Milford Hodge (born March 11, 1961) is an American former professional football player who was a defensive lineman for four seasons in the National Football League (NFL) with the New England Patriots and New Orleans Saints. He was selected by the Patriots in the eighth round of the 1985 NFL draft. He played college football for the Washington State Cougars. Hodge also played for the London Monarchs of the World League of American Football (WLAF).

==Early life==
Milford Hodge was born on March 11, 1961, in Los Angeles, California. He attended South San Francisco High School in South San Francisco, California. He earned all-league and all-county honors as a defensive tackle his senior year. He also played center and forward on the basketball team and was a two-year starter, averaging 11 points per game as a junior and 18 points as a senior.

==College career==
Hodge played college football for the Cougars of Washington State University, spending time at both nose guard and tackle. He played sparingly during his freshman year in 1980 and was redshirted in 1981. He started four games in 1982, recording season totals of 18 solo tackles, 27 assisted tackles, 3.5 sacks, and one forced fumble. Hodge started five game in 1983, totaling three sacks on the year. As a senior in 1984, he recorded 36 solo tackles, 33 assisted tackles, and six sacks, garnering honorable mention All-Pac-10 recognition.

==Professional career==
Hodge was selected by the New England Patriots in the 8th round, with the 224th overall pick, of the 1985 NFL draft. He officially signed with the team on July 19. He was released on August 28, 1985. Hodge was signed by the Patriots again on February 24, 1986. He was placed on injured reserve on August 18 and later released on September 30, 1986.

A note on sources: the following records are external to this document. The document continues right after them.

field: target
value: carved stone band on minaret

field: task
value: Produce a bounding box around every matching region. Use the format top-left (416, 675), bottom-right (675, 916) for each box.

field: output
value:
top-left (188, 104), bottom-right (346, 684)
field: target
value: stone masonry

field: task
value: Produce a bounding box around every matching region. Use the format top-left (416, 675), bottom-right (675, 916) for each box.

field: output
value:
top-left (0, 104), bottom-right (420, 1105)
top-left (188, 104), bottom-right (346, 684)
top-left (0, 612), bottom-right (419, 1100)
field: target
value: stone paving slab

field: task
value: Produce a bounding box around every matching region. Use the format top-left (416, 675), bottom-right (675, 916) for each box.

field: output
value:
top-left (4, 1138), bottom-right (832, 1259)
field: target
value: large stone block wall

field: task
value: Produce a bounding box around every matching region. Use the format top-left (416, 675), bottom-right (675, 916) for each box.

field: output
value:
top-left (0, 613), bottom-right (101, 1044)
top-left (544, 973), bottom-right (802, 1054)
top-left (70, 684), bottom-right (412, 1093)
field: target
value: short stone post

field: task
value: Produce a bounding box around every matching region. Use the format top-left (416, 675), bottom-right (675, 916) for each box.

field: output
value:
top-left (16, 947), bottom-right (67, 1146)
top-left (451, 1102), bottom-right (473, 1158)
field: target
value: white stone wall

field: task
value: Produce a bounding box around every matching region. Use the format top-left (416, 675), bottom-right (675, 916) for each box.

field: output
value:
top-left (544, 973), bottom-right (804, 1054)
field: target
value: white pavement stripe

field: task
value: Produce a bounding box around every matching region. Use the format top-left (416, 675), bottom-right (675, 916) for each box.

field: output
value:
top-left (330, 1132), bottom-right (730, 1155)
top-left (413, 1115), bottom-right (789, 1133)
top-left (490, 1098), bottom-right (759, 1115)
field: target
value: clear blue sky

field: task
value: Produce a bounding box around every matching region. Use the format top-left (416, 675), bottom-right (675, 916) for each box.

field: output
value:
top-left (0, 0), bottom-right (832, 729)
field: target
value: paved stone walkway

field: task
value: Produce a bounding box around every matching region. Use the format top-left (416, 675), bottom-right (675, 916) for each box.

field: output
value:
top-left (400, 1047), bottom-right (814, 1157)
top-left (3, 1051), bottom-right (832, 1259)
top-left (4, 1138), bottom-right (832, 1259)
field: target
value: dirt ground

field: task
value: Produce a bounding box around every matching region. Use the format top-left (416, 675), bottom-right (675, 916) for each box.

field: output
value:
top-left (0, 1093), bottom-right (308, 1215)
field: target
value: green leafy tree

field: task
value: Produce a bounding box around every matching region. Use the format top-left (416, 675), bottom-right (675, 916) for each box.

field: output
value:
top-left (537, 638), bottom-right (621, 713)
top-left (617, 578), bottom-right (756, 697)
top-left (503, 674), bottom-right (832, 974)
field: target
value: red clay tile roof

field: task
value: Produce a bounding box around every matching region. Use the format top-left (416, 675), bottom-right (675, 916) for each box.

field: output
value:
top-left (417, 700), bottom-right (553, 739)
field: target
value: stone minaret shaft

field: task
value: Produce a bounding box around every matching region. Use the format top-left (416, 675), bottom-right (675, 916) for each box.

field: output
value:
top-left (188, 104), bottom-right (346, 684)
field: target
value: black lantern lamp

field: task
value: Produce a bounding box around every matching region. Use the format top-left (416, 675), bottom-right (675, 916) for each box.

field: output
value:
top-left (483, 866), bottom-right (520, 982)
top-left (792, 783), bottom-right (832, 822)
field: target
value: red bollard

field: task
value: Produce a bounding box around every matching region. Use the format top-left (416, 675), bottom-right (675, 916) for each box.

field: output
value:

Hodge signed with the New Orleans Saints on October 10, 1986, and played in one game before being released on October 14, 1986.

He re-signed with the Patriots on November 14, 1986. He then played in six games for the Patriots that year, recording one sack. Hodge also appeared in one playoff game that year. He was released on September 7, 1987, and re-signed the next day. He appeared in 12 games during the 1987 season, missing three games due to the 1987 NFL players strike, and made one sack. He became a free agent after the season and re-signed with the Patriots on April 26, 1988. Hodge played in 15 games, starting seven, in 1988, totaling one sack and one fumble recovery. He appeared in all 16 games, starting one, in 1989 and returned two kicks for 19 yards. He became a free agent again after the 1989 season.

Hodge was signed by the Washington Redskins on March 15, 1990. He was released on September 3, 1990.

Hodge signed with the San Francisco 49ers on May 3, 1991. He was released on August 20, 1991.

Hodge played for the London Monarchs of the World League of American Football in 1992 and recorded one interception.